Life in Yangon appeared normal today, with shops and temples open as traffic filled the streets. But, in a city once teeming with Buddhist monks, their absence is glaring.
It has been nearly a week since the crackdown on protestors of Myanmar's repressive regime began, and many Buddhist monks who led the protests, have simply disappeared.
Numerous reports from inside the country say dozens have been killed, tens of thousands are locked in their monasteries, with thousands more held prisoner in jails, universities and even a race course.
Former political prisoners, including Hong Ong, say they face harsh treatment.
"They kill. They arrest. They capture, everything they can do. We are just like ants," Ong told ABC's Jim Sciutto.
Accounts from former prisoners are consistent — those seen as enemies of the state face torture, denial of medical care and, for monks, the demeaning fate of being stripped of their robes.
Fearing a similar fate, some monks are fleeing to safety in neighboring Thailand.
"They're arresting us indiscriminately," one monk said. "They're shooting at us. I had to flee."
Another said, "When I first started protesting, I was not afraid … but, when the troubles began, I was scared and ran."
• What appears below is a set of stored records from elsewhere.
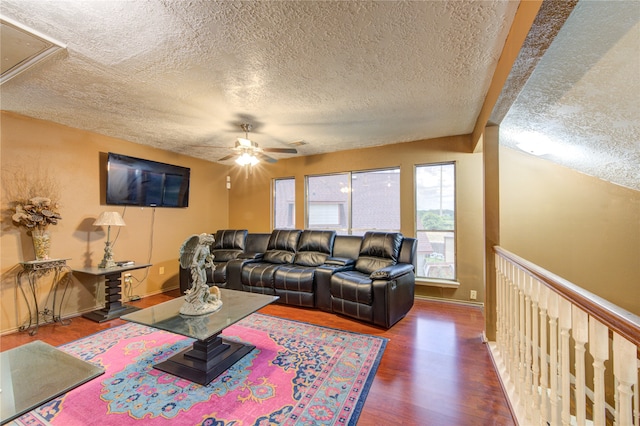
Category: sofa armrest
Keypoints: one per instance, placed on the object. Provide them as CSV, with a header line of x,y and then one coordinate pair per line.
x,y
393,299
339,261
391,272
323,284
253,256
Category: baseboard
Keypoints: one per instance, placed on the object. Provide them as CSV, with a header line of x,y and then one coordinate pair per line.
x,y
505,383
455,301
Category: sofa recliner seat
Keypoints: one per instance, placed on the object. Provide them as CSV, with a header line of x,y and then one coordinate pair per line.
x,y
258,275
379,290
375,288
295,283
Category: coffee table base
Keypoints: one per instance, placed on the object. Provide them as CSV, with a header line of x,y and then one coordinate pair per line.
x,y
206,360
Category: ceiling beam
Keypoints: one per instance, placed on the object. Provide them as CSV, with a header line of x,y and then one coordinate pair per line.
x,y
522,23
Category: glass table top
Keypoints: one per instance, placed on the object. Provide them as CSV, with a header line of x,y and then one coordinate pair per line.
x,y
235,306
35,373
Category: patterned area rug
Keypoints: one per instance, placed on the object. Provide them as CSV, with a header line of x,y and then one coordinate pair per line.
x,y
298,374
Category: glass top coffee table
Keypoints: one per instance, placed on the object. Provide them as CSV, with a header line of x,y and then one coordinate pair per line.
x,y
35,373
210,355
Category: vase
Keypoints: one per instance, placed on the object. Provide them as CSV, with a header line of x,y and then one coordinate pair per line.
x,y
41,244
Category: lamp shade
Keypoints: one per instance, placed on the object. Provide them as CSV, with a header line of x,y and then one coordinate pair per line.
x,y
109,218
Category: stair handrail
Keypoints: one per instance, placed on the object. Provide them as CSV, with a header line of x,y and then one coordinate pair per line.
x,y
623,322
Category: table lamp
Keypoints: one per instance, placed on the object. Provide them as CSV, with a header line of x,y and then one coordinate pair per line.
x,y
109,219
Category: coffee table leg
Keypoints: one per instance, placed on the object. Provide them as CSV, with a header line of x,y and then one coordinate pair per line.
x,y
206,360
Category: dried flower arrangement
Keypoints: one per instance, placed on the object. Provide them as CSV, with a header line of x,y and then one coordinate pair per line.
x,y
33,196
37,214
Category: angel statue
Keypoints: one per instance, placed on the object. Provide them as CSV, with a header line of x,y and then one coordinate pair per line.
x,y
196,255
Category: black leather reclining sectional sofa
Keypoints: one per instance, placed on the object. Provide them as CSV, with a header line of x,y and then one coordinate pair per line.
x,y
370,278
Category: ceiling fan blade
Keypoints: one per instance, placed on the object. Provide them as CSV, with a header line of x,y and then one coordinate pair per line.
x,y
281,150
266,158
228,157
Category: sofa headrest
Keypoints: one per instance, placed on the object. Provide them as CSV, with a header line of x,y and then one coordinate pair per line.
x,y
314,247
230,239
320,241
378,250
282,246
284,239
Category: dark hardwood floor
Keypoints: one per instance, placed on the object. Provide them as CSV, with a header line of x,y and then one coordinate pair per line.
x,y
434,371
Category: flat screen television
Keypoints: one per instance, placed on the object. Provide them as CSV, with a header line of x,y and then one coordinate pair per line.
x,y
136,182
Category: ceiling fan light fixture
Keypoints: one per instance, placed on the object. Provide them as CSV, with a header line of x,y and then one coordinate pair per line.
x,y
247,159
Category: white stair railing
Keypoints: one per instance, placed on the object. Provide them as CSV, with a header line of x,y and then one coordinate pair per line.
x,y
565,356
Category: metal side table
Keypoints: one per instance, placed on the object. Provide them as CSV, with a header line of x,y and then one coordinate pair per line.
x,y
34,270
113,306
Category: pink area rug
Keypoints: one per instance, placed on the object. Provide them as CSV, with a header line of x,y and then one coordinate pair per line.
x,y
298,374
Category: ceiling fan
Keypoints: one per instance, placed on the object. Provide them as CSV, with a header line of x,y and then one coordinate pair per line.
x,y
247,152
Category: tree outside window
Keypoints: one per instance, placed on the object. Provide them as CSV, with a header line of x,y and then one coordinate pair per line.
x,y
436,221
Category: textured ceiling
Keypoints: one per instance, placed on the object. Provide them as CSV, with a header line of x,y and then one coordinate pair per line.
x,y
581,105
338,75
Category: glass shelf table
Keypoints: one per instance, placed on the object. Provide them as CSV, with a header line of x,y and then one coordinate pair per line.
x,y
211,354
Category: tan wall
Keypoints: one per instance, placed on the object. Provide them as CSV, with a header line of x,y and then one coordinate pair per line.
x,y
582,229
250,201
71,157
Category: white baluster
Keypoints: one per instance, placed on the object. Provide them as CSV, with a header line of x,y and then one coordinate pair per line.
x,y
553,305
513,321
535,347
580,333
544,363
636,398
565,357
599,349
522,368
625,370
528,380
499,303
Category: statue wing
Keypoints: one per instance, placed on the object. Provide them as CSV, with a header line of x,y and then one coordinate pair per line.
x,y
188,250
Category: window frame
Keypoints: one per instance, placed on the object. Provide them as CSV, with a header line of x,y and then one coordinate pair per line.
x,y
348,206
420,275
274,203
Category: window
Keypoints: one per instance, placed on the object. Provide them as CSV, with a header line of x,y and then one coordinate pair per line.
x,y
354,202
436,221
284,203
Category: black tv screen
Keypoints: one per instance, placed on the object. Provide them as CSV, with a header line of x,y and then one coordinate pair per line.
x,y
136,182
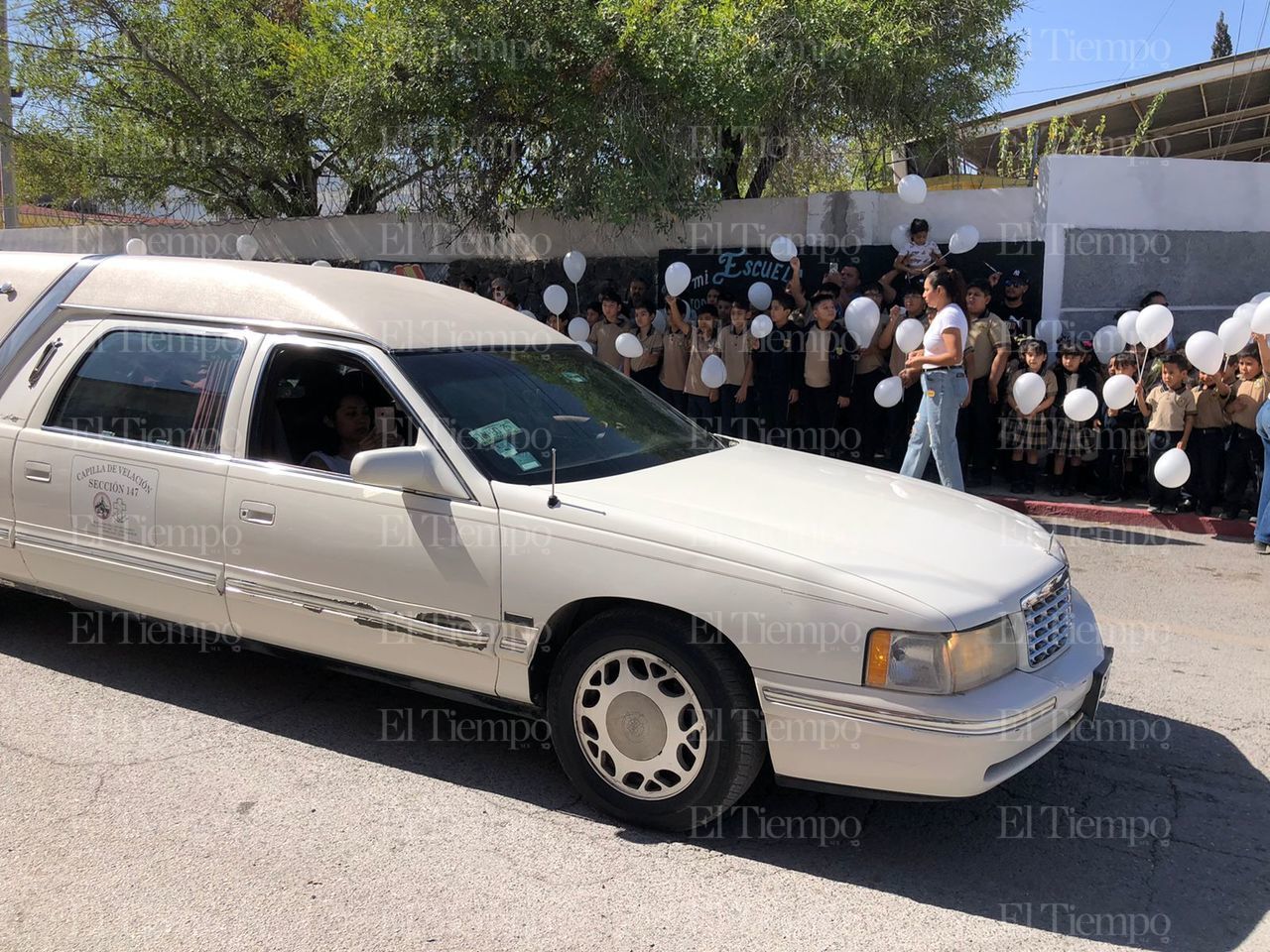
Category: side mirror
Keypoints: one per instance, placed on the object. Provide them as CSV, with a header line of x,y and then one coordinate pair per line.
x,y
416,468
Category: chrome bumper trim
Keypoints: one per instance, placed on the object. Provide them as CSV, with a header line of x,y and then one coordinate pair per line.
x,y
815,703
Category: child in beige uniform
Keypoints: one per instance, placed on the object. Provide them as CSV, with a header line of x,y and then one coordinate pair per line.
x,y
1245,449
644,370
1170,407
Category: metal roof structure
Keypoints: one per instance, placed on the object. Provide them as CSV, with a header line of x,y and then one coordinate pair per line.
x,y
1216,109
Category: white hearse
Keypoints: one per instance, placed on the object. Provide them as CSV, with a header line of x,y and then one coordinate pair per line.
x,y
414,483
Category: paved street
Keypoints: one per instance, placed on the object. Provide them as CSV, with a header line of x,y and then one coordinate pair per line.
x,y
164,797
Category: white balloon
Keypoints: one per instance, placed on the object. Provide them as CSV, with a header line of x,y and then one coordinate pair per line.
x,y
912,189
1107,341
574,266
714,371
760,295
783,248
889,391
1029,391
1118,393
899,238
679,276
1080,404
557,298
1049,330
908,334
1261,317
862,318
964,239
1155,324
1236,331
1205,350
629,345
1128,326
1173,468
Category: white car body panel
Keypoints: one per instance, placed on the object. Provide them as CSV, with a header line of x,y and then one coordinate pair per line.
x,y
790,557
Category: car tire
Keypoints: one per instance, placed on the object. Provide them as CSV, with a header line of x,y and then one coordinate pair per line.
x,y
624,701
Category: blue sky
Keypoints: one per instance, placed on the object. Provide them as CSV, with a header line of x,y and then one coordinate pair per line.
x,y
1080,45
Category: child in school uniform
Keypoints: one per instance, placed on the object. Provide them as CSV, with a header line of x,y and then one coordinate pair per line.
x,y
1245,449
603,335
735,347
645,368
1206,447
676,343
701,402
1170,408
1028,434
778,365
1072,438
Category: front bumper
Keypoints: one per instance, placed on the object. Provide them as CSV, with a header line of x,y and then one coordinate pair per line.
x,y
829,735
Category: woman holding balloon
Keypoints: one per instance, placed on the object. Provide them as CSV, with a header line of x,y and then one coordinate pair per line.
x,y
940,363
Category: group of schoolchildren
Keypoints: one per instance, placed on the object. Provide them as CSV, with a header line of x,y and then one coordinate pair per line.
x,y
810,385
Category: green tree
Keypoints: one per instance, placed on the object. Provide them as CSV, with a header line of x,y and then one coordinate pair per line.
x,y
619,109
1222,45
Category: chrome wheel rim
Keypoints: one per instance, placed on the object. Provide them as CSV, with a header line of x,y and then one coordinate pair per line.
x,y
640,725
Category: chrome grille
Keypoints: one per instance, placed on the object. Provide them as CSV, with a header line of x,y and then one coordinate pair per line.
x,y
1048,617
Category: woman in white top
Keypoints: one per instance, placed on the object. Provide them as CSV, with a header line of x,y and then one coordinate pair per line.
x,y
940,362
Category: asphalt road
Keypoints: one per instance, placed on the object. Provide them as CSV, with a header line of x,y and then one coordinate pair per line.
x,y
164,797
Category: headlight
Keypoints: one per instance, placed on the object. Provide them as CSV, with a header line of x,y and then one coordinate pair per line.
x,y
942,662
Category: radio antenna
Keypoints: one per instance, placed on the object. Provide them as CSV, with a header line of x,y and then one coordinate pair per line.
x,y
553,500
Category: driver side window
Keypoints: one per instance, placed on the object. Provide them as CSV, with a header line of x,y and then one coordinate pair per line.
x,y
318,408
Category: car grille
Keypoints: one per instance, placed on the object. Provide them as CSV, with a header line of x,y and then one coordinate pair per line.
x,y
1048,616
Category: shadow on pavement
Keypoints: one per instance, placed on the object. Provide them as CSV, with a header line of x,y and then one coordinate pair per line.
x,y
1141,832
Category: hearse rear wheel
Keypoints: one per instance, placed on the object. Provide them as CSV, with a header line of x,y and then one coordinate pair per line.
x,y
651,725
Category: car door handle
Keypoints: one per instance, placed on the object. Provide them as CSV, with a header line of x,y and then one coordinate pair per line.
x,y
259,513
39,472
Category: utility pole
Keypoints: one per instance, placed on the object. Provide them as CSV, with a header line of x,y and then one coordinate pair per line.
x,y
8,190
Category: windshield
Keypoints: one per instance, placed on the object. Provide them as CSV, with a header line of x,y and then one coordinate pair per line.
x,y
509,408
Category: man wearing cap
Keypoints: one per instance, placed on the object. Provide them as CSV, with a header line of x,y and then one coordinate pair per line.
x,y
1012,304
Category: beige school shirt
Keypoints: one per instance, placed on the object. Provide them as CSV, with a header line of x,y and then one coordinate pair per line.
x,y
1247,416
652,352
1209,409
1170,409
603,336
734,350
675,361
987,334
702,347
816,357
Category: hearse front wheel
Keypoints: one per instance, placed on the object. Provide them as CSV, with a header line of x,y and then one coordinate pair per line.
x,y
653,725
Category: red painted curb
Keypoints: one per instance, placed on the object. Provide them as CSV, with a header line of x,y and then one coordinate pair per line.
x,y
1119,516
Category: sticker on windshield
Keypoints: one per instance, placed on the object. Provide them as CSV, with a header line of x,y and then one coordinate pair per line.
x,y
526,461
493,431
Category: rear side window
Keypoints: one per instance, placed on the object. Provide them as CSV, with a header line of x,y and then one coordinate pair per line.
x,y
153,388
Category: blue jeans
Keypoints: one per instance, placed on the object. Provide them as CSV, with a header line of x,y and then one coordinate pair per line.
x,y
1262,534
935,426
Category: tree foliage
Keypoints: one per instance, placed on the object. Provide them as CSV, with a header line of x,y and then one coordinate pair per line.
x,y
1222,45
619,109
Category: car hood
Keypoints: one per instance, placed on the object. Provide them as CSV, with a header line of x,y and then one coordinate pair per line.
x,y
847,527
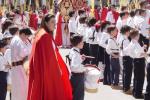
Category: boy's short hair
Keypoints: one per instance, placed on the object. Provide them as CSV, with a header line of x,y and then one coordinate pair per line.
x,y
76,39
2,44
111,28
125,29
134,33
25,31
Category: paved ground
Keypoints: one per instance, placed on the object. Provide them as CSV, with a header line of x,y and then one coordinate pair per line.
x,y
104,92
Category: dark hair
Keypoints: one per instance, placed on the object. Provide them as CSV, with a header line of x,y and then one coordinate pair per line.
x,y
45,20
82,20
76,39
104,24
111,28
91,21
25,31
80,12
3,43
141,11
142,3
6,24
71,13
13,30
132,13
134,33
125,29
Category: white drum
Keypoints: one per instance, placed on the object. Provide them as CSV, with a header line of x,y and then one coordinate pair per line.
x,y
92,79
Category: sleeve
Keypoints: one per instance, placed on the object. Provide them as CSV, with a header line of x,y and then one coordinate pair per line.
x,y
109,46
76,65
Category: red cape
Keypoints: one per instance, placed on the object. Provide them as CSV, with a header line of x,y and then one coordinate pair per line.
x,y
104,14
33,21
49,76
58,38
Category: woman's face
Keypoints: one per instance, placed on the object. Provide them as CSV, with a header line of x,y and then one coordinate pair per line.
x,y
51,24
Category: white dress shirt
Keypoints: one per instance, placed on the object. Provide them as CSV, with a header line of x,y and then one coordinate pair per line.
x,y
104,40
76,61
134,49
82,30
110,17
112,46
19,49
92,36
123,45
72,25
3,63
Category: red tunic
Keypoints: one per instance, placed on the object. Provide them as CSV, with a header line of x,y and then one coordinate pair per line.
x,y
58,38
49,76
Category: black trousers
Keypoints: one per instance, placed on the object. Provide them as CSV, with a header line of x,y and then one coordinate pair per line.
x,y
115,70
3,85
93,51
77,82
107,73
139,76
127,72
147,94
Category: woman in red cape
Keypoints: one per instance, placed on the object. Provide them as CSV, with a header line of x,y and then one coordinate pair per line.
x,y
49,76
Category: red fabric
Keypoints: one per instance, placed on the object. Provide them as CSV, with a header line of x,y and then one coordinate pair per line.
x,y
104,14
58,38
33,21
115,15
96,14
49,76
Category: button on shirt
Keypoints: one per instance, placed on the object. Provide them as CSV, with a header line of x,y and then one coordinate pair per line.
x,y
3,62
104,40
112,46
134,49
76,61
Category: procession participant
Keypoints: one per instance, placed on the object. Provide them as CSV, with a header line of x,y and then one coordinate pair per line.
x,y
20,50
6,25
136,51
112,15
3,71
19,19
122,21
112,49
130,20
53,77
147,93
72,23
77,68
127,60
92,40
103,43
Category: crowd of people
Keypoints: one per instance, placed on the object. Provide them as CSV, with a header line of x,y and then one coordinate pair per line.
x,y
116,40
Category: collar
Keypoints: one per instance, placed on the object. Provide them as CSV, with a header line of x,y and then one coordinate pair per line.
x,y
76,49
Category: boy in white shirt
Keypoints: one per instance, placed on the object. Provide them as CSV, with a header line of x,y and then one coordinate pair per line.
x,y
112,48
136,52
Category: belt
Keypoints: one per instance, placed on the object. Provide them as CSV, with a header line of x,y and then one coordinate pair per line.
x,y
17,63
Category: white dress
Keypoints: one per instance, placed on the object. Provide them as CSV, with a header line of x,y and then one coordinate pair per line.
x,y
19,50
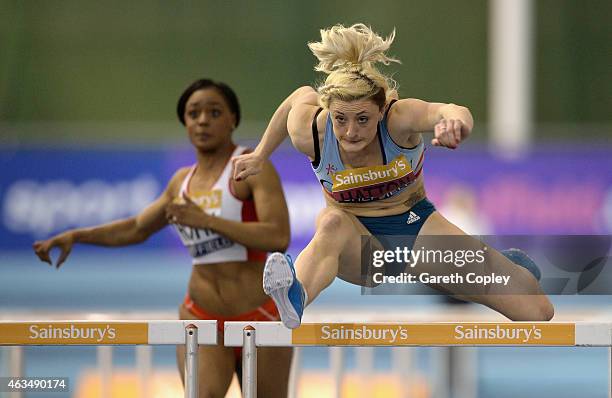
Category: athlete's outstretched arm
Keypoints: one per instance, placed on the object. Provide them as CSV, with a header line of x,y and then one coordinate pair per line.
x,y
117,233
276,132
450,123
269,233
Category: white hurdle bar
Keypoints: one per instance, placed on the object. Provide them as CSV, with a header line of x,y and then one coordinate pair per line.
x,y
251,335
192,333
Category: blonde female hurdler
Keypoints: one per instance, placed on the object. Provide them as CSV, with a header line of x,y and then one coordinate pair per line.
x,y
366,150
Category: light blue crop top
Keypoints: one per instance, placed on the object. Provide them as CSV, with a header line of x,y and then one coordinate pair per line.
x,y
400,168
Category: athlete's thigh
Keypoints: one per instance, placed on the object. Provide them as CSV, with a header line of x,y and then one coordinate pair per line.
x,y
216,365
273,367
350,267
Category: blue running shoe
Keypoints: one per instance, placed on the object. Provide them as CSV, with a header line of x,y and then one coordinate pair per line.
x,y
521,258
280,283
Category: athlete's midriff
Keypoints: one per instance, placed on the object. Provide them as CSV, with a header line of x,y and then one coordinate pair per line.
x,y
228,289
398,203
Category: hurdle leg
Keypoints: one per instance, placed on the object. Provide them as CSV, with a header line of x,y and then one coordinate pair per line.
x,y
191,361
336,363
249,363
15,366
105,369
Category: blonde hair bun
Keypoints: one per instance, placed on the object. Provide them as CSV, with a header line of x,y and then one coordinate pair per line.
x,y
347,48
348,57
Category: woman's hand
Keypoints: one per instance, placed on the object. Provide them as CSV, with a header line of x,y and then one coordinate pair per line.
x,y
187,213
63,241
246,165
449,133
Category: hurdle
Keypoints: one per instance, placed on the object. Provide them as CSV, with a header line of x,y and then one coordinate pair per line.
x,y
251,335
192,333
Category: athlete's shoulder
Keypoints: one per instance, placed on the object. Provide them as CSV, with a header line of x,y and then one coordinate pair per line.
x,y
177,179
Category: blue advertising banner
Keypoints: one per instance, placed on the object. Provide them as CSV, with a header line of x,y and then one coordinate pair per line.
x,y
561,190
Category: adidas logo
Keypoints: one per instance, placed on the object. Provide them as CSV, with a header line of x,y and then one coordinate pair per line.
x,y
412,217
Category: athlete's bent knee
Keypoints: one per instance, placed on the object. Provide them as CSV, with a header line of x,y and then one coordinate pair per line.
x,y
330,220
Democracy activists say they have not given up, and are convinced that popular anger with repression and poverty will soon lead to more protests.
"Everyone feels that they could do something to stand up against this regime. The genie is out of the bottle. You are not going to be able to stop the people," said activist Debbie Stothard.
But the monks' fate is less clear. For now, the people of Myanmar can only keep their vigils, and hope for change.